Abstract

SUMMARYExtracts of healthy resistant and of healthy susceptible plants of tomato had the same effect on growth of Verticillium albo‐atrum in vitro. Tracheal saps from resistant and from susceptible plants showed no difference in their effect on spore germination and mycelial growth of V. albo‐atrum.Cuttings from resistant plants, inoculated with V. albo‐atrum and fed with low concentrations of casamino acids, or glucose, at first wilted more than controls but soon recovered. Continuous treatment with dilute ethanol solutions for 2 weeks induced marked wilting in inoculated cuttings of resistant plants: treatment for shorter periods caused less severe symptoms, from which cuttings recovered slowly.
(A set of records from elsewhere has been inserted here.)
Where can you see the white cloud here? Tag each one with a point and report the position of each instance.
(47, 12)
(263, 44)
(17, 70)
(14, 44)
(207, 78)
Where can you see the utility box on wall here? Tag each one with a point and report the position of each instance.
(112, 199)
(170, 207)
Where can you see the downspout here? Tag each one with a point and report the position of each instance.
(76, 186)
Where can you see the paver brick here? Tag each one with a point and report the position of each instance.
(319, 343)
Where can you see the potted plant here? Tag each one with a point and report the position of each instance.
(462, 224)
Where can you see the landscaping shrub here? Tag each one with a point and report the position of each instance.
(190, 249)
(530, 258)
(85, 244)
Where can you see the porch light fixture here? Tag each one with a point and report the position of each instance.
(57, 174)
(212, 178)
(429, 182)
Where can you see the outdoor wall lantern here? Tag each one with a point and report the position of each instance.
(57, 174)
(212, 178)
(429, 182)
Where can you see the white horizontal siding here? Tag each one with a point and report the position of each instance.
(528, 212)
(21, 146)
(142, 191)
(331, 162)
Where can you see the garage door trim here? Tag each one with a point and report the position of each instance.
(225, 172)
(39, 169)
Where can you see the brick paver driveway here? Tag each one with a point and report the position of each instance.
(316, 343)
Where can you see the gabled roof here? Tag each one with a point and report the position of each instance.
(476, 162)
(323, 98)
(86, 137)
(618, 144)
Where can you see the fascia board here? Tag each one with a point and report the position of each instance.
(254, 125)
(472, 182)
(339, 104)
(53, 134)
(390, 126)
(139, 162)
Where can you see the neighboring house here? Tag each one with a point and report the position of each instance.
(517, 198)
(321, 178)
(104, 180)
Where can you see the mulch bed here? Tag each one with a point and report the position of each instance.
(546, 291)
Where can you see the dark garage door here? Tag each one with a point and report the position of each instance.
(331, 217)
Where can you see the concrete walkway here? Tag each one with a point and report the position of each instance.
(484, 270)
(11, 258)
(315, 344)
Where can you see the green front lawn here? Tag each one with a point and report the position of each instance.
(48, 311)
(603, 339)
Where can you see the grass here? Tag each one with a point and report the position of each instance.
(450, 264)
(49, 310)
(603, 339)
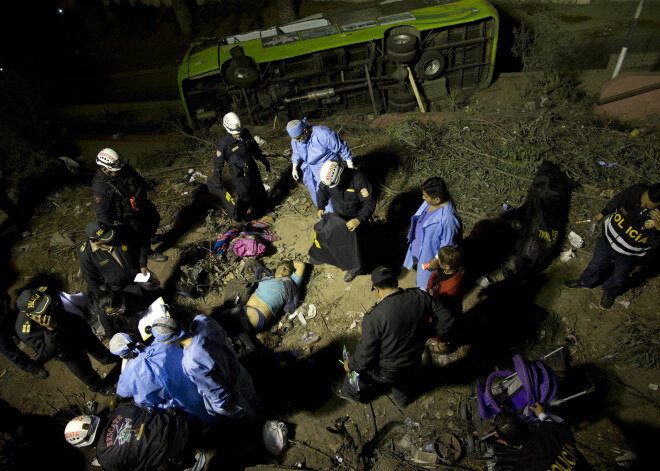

Metabolic inhibitors did not break resistance of cuttings, but the pathogen survived longer in cuttings treated with sodium diethyldithiocarbamate, salicylaldoxime or 8‐hydroxyquinoline than in controls.When one end of segments of stems of resistant plants was inoculated with the pathogen, and 48 h later the uninoculated end was placed near a colony of V. albo‐atrum on agar, growth of the fungus colony towards the stem segment was sometimes inhibited. There was no such inhibition when segments from susceptible plants were used. Both tracheal sap and diffusates from segments of inoculated resistant plants supported less growth of germ tubes of V. albo‐atrum than sap and diffusates from uninoculated plants. These differences were not obtained with the susceptible variety and production of fungitoxic substances in resistant plants after infection is inferred.